Over the years, I’ve heard of some pretty odd freak outs at dealerships but this one takes the cake.
On Monday evening, just before midnight, the night cleaners at Roseland Volkswagen in Burlington go a big surprise when a man driving a 2007 Mazda pick up truck slammed into 3 new cars parked outside the front door. Then, the driver backed up and came in again, this time he clobbered the cars on the opposite side of the door. Once again, he backed up and took a run at the front door of the dealership.
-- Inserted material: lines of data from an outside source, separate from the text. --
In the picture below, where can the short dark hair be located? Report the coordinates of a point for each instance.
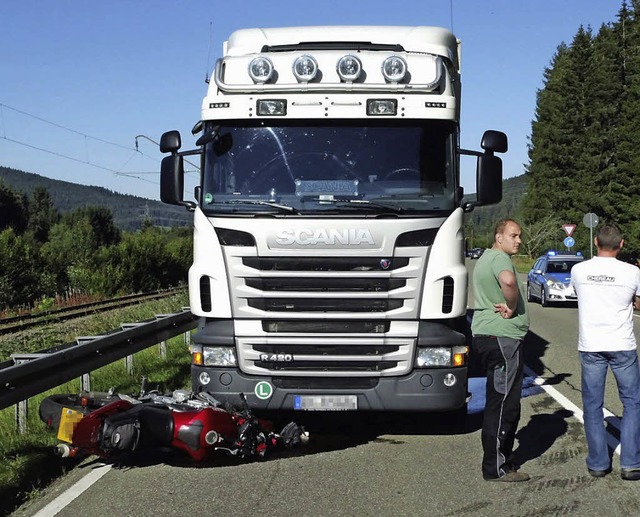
(609, 237)
(501, 224)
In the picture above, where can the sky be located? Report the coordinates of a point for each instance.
(81, 83)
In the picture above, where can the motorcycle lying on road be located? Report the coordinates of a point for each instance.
(108, 424)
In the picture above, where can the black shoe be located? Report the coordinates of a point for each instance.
(512, 477)
(598, 473)
(630, 474)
What happened next gets even weirder:
The 37 year old man, failing to bust through the front door, got out of his truck and took a leak on the surrounding automotive carnage. He went back to his truck, removed a bottle of champagne and climbed up on the roof of the Mazda. He took a drink of the bubbly, dropped his pants and proceeded to give his soldier boy a crank!
Somewhere along the way, a tow truck driver approach and the tosser began tossing objects at him.
Unbelievably, when tested he had a zero blood alcohol level. Suspecting what any sane police would, the nut job was taken to a local metal facility for assessment where it was determined that all of the guy’s marbles were still in attendance! He was cooperative with police, yet he offered no explanation as to why he chose to destroy a dealership which he had never even had dealings with. He has been charged with mischief over $5000 and released on bail.
I think police should be looking for a second opinion from another shrink, as this dude is obviously cracked!